Q: Does your APE work lead you to think about a different career path?  

A: Like mentioned earlier, my APE placement involves data collection and data analysis. My career path involves practicing and publishing my own research, therefore, my APE work is providing me with additional experience before I enter my PhD program. 

Q: What are you missing out on because of the pandemic, in terms of working face-to-face with people? 

A: One noticeable factor that is affected due to the pandemic is the inability to work face-to-face with participants. My APE involves administering questionnaires which were traditionally meant to be done in person. However, due to the current circumstances, we are using phone or video calls instead. Ideally, I would have liked to have met with the participants so they could have had a familiar face throughout the process. 
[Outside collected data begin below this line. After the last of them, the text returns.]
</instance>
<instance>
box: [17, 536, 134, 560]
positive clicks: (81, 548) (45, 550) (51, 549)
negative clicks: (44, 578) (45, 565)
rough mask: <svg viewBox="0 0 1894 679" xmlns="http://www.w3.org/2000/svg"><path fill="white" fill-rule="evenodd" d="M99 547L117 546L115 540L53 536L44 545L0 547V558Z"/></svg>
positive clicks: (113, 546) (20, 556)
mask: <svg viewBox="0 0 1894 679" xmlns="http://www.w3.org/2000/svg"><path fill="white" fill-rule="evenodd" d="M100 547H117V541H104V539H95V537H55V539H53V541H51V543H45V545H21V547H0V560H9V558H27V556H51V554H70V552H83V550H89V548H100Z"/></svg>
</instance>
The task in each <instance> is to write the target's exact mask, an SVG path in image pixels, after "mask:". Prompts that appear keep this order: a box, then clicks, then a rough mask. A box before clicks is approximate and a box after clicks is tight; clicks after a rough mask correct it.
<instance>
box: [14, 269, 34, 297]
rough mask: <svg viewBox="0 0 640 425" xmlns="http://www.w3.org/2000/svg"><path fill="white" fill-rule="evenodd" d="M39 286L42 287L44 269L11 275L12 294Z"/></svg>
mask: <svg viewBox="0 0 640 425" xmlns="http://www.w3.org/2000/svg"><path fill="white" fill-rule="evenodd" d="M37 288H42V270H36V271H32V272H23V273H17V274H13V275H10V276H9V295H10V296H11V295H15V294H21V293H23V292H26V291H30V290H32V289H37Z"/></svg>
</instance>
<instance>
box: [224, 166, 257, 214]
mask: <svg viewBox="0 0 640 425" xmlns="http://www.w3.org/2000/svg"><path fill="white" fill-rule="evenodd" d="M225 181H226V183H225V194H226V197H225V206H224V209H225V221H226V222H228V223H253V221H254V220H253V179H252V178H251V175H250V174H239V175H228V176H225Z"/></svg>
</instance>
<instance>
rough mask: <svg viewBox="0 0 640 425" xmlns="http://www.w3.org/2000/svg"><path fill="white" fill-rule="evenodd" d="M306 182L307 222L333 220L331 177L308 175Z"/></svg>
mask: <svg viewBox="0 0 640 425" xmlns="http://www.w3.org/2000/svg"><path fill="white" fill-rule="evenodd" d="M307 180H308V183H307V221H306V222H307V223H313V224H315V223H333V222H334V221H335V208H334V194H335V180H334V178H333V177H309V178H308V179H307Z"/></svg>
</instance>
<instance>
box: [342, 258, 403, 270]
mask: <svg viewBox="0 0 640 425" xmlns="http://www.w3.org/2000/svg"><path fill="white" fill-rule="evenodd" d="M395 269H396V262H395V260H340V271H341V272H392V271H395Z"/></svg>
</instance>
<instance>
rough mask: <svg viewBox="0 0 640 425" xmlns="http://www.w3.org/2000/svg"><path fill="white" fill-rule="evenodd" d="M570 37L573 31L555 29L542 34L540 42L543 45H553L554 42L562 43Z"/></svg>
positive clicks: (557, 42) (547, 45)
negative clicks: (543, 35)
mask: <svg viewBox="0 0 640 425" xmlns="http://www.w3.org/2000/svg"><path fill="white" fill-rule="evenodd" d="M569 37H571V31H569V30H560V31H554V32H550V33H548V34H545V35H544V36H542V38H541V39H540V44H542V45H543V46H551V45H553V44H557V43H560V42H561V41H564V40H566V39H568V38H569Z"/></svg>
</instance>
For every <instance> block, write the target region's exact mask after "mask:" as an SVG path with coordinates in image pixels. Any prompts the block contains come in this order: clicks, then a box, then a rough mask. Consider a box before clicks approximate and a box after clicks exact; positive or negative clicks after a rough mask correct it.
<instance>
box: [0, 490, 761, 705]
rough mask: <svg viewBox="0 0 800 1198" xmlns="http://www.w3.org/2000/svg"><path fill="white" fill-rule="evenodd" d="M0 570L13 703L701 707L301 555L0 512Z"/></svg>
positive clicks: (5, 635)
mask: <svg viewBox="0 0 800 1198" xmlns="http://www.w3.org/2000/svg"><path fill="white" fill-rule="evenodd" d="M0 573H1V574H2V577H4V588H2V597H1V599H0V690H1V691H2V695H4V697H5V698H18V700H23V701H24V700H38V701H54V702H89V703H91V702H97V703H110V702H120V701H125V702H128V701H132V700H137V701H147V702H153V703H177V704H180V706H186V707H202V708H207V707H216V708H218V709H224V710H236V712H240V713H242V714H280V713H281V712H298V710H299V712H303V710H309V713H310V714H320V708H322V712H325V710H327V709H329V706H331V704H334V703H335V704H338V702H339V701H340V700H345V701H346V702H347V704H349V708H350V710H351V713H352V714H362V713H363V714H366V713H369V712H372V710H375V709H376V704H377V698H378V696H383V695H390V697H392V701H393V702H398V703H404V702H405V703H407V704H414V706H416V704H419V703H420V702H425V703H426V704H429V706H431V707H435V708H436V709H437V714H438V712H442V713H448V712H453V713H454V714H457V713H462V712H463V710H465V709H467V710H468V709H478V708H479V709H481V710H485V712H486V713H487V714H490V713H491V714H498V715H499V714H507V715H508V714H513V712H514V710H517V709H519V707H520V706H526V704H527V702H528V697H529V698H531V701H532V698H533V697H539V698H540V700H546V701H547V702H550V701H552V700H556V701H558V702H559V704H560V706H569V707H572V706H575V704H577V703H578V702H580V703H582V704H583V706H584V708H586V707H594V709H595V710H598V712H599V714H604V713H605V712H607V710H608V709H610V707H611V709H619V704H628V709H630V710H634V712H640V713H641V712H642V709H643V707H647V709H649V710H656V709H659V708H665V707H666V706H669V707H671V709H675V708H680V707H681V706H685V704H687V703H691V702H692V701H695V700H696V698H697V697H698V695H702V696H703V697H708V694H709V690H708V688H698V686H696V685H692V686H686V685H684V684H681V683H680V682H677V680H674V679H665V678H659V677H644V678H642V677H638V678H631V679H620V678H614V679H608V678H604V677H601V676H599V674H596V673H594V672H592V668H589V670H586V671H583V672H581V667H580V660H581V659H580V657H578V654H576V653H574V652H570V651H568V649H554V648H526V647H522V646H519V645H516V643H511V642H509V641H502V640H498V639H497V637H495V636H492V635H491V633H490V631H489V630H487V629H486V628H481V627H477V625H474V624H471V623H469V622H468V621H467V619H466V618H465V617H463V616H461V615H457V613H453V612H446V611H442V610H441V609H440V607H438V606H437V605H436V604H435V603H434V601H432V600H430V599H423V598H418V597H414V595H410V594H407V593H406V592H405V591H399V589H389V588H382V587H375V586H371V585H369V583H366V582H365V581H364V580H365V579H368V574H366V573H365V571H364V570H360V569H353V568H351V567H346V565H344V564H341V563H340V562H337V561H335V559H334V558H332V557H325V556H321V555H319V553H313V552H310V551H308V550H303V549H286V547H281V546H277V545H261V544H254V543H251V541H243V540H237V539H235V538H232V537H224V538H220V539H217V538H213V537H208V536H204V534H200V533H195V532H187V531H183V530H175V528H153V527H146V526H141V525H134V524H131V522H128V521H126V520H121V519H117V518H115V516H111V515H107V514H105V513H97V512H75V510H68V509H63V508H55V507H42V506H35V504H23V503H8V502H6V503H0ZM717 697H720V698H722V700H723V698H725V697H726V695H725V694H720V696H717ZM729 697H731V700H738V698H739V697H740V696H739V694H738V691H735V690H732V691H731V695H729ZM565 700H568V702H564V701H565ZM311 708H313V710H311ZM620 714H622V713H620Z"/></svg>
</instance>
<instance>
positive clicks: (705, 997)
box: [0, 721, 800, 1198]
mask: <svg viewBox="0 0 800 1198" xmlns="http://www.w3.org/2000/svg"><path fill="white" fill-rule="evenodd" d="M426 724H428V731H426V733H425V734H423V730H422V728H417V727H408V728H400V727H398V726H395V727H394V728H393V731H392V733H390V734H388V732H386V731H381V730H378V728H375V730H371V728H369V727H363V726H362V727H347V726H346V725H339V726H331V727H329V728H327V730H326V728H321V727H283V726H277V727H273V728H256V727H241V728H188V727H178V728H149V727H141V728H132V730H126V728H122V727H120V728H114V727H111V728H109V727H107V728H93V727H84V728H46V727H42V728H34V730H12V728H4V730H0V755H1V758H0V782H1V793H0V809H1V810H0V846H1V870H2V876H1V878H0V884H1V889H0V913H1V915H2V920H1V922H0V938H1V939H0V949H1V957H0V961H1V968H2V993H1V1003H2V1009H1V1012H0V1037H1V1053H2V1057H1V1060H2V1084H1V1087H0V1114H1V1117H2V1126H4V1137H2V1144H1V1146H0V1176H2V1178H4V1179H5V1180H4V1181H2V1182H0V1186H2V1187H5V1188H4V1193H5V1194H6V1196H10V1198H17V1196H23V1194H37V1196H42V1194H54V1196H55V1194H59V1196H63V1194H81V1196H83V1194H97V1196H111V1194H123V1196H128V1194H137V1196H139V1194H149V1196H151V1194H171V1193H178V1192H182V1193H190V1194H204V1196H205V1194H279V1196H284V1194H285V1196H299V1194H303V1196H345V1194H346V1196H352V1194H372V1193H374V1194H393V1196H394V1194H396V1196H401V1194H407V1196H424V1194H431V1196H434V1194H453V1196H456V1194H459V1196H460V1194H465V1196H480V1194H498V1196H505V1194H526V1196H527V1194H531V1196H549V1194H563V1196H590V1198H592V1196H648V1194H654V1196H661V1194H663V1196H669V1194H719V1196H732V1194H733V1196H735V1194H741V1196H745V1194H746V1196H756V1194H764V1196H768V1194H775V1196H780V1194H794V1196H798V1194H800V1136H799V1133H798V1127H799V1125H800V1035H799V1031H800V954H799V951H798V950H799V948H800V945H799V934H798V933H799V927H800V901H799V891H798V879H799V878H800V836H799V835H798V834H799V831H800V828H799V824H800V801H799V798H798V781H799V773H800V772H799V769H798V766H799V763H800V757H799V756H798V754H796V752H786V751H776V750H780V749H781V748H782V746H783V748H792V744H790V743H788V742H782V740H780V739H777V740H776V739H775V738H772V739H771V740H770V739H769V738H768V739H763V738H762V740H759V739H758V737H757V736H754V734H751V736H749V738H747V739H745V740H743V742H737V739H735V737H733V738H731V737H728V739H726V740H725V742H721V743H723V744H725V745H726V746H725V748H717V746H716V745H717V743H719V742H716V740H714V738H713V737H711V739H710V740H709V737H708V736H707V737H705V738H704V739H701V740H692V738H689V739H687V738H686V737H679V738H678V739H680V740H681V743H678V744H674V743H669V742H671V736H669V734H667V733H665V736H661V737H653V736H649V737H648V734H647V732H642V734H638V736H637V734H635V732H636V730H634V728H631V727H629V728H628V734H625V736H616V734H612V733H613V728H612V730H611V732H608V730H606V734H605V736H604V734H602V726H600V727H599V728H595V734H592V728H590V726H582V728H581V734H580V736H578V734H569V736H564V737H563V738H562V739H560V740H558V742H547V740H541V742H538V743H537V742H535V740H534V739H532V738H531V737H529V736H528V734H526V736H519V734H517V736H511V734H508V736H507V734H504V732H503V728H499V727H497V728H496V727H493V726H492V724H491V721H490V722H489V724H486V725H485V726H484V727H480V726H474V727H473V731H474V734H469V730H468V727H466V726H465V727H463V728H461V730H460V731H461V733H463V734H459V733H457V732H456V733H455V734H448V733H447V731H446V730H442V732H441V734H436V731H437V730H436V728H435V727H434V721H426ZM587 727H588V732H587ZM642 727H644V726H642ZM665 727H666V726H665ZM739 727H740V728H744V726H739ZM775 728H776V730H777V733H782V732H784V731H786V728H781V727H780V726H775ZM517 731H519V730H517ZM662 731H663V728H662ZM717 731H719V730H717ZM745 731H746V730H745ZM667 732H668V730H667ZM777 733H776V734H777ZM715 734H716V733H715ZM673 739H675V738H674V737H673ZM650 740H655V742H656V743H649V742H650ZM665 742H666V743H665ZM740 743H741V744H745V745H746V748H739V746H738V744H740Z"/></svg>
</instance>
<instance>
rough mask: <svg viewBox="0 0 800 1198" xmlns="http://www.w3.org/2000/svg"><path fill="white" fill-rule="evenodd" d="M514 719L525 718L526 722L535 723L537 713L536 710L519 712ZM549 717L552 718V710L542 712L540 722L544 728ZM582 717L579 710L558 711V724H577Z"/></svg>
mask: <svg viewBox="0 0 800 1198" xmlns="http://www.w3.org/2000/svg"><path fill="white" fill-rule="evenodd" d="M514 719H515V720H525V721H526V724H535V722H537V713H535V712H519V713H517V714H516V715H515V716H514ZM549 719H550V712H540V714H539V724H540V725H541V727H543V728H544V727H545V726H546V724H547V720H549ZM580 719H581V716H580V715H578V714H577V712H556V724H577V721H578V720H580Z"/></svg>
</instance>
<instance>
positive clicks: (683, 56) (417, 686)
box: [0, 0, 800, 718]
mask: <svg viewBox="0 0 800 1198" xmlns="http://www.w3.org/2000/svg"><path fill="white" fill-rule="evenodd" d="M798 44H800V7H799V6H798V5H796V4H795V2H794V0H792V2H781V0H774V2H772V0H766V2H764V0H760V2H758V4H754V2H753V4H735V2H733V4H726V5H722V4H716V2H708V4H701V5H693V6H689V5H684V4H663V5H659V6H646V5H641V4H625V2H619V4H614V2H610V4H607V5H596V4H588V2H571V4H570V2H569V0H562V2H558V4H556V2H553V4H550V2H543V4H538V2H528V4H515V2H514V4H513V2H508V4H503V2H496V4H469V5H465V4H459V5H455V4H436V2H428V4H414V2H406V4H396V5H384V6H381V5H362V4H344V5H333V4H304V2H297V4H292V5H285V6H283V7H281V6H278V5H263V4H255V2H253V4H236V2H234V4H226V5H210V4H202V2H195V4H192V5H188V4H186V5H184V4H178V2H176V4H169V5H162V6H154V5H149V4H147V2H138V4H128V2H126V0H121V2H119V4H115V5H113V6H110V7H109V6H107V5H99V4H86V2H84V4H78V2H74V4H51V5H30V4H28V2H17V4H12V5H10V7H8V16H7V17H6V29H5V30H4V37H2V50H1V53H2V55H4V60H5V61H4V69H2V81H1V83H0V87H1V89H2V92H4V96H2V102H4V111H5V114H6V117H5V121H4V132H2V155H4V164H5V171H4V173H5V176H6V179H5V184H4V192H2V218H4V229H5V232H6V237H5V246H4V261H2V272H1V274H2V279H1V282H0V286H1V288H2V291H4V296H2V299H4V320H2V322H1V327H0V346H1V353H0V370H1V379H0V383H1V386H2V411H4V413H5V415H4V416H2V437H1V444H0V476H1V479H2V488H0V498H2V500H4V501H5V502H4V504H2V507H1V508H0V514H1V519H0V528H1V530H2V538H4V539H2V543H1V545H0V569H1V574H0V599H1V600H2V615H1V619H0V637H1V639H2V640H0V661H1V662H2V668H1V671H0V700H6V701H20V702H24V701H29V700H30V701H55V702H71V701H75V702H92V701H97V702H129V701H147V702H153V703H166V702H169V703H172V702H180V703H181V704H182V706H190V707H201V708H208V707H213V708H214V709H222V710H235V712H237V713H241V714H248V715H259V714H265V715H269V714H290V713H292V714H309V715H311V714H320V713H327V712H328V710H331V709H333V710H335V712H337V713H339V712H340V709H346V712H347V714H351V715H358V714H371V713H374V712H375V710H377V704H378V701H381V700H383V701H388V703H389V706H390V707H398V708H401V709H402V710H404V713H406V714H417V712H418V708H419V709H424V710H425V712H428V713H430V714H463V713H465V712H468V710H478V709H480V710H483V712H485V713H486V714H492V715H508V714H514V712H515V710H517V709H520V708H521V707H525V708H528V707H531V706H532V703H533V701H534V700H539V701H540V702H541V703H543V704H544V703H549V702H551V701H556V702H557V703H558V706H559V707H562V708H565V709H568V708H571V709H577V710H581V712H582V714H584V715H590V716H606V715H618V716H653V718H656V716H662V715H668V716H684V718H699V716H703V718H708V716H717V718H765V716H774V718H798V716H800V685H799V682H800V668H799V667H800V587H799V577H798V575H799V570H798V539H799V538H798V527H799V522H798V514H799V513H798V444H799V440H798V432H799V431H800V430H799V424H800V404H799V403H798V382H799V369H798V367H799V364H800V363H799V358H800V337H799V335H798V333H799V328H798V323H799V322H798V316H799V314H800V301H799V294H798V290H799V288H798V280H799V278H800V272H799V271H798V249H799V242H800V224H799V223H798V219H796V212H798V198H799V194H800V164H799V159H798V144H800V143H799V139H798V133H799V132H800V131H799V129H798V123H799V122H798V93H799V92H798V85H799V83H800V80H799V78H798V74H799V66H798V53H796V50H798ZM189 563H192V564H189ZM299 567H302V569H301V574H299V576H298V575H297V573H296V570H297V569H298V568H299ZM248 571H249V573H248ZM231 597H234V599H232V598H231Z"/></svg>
Q: What advice do you have for future students who might have disrupted internships or APEs? 

A: My advice to future students who may find themselves with disrupted APEs is to be creative. One thing that this pandemic has taught me was that there are alternative ways to produce the same work. My original plan was to administer questionnaires in person, but we had to think creatively and figure out new ways to achieve the same results. Our faculty are very resourceful so if you ever find yourself in that position, do not hesitate to use your resources!